The clashes underlined simmering tensions between activists and security officers and threatened to ignite a new round of violence after a mostly peaceful vote Wednesday and Thursday in an election considered the freest and fairest vote in the country's modern history.
Clashes erupted as demonstrators were camped out in front of the Cabinet building, demanding that the country's military rulers transfer power immediately to a civilian authority. The sit-in was in its third week.
One activist posted a photo online of a female protester beaten in the clashes, and others said they were briefly detained by military police. It was unclear how many protesters remain in military police custody.
On his Twitter account, leading reform figure and Nobel Peace Prize winner Mohamed ElBaradei condemned the violence.
“If the sit-in broke the law, isn't the cruelty and brutality used to break it up a greater violation of all human rights laws? This is not how nations are managed,” he wrote.
The military took over after longtime President Hosni Mubarak was ousted in a popular revolt in February. Rights groups and activists charge that the military is carrying on the practices of the old regime, including arresting and beating dissidents.
Protesters at the Cabinet building said the clashes began Thursday evening after soldiers severely beat a young man who was taking part in the sit-in.
Hundreds of people rushed to join the protest after online video and photos showed people carrying the wounded man. The pictures showed his face and eyes bruised and swollen, his head wrapped in gauze and blood dripping from his nose.
Witnesses accused military police of snatching the man from near the sit-in and beating him inside parliament, near Cabinet headquarters. Then protesters threw rocks and firebombs at military police.
Activist Hussein Hammouda said the military responded by throwing rocks, pieces of glass and aiming water cannons from inside the gates of the nearby parliament building.
“Tensions between the people and security officers is so enflamed that anything that happens just blows up. There is no trust between the two sides,” said Hammouda, who resigned from the police in 2005 to protest police practices.

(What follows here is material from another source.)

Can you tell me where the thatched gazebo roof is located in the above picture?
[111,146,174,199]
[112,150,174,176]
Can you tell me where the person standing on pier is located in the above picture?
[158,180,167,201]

Egypt's state news agency said at least four wounded people were taken to a nearby hospital and that a fire had broken out in a nearby government building as a result of the clashes.

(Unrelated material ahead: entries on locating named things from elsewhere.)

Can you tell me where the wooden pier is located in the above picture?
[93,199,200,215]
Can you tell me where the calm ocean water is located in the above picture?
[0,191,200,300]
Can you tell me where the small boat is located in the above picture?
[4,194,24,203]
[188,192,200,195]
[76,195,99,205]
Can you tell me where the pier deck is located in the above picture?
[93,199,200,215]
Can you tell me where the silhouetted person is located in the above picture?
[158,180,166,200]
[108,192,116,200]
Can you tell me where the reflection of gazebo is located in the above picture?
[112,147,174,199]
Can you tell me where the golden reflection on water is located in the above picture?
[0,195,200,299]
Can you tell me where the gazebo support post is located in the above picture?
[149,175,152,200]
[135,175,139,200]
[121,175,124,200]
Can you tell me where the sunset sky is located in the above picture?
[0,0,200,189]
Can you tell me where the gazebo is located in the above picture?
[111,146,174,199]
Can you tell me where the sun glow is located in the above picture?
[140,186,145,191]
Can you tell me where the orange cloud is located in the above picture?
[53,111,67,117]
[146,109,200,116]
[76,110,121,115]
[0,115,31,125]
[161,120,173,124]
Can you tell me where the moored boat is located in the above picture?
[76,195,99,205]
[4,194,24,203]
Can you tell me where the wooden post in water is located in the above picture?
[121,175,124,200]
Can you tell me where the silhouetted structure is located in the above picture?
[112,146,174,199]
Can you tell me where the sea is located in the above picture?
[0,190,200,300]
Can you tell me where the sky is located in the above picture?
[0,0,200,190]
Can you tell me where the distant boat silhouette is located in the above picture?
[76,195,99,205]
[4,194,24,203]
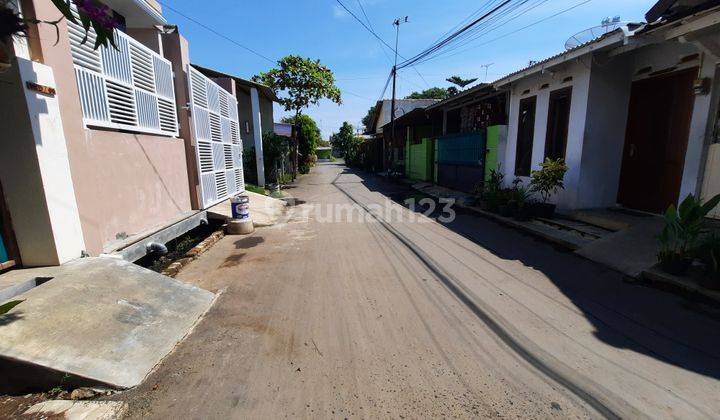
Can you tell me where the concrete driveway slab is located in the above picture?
[0,258,214,388]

State TV broadcast images of plainclothes security officers throwing rocks at protesters from the parliament building.
Protester Mostafa Sheshtawy said security forces burned protesters' tents overnight and ended the sit-in calling for an end to military rule. Dozens of people had been camped out in front of Cabinet headquarters following violence in Tahrir Square in late November, when more than 40 people were killed in clashes with security personnel.
Dissatisfied with the military's handling of Egypt's transition, protesters Friday chanted “Down with military rule” and “The people want the execution of the Field Marshal,” referring to Defense Minister Hussein Tantawi, head of the military council.

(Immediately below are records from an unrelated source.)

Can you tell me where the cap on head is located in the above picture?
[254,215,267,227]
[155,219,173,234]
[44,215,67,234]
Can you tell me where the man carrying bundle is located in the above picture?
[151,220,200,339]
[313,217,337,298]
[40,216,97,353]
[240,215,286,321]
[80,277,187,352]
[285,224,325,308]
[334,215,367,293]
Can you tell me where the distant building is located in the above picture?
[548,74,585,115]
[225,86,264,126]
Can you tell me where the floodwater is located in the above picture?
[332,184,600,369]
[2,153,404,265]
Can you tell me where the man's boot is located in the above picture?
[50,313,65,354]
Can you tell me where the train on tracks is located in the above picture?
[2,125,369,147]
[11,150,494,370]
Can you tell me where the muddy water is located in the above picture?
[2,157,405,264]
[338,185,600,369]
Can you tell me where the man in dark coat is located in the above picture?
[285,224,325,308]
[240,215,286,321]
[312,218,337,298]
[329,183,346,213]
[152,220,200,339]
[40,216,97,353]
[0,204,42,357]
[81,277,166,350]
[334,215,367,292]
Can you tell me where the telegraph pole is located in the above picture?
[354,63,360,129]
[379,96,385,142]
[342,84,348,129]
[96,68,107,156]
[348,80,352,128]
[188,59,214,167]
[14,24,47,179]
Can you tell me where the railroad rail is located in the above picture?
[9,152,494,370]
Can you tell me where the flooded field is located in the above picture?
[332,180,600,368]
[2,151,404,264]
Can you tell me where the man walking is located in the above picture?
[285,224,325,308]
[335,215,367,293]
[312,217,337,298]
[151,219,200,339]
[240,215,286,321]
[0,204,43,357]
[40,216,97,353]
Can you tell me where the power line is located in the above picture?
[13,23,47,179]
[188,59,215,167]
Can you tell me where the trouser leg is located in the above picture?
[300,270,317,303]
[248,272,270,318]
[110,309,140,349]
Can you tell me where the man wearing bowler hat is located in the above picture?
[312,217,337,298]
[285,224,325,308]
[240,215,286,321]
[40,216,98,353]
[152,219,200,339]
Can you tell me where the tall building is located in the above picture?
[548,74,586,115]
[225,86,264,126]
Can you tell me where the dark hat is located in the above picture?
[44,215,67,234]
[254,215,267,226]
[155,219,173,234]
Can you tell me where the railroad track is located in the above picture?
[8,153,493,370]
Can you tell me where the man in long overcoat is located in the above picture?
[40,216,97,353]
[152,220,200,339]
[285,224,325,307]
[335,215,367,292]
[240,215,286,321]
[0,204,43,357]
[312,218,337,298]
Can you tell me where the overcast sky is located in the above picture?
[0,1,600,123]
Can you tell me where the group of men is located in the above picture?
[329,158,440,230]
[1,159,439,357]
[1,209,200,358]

Sheshtawy said dozens of protesters were being treated for their wounds Friday at a nearby field hospital.
“It's pretty ironic that the military is throwing rocks at protesters from the parliament building, where a sign is hanging that says democracy is the power of the people,” Sheshtawy said.
The continued unrest since Mubarak's ouster has battered Egypt's economy, and many blame the protests for the instability. Friday's clashes overshadowed a nationwide campaign to urge Egyptians to buy locally-made goods.
Despite the protests, the military retains widespread support among many Egyptians who see it as the only entity able to run the country until presidential elections scheduled for next year.
Images of troops protecting polling centers and soldiers carrying the elderly to the polls have served to boost the military's image as guardians of the country.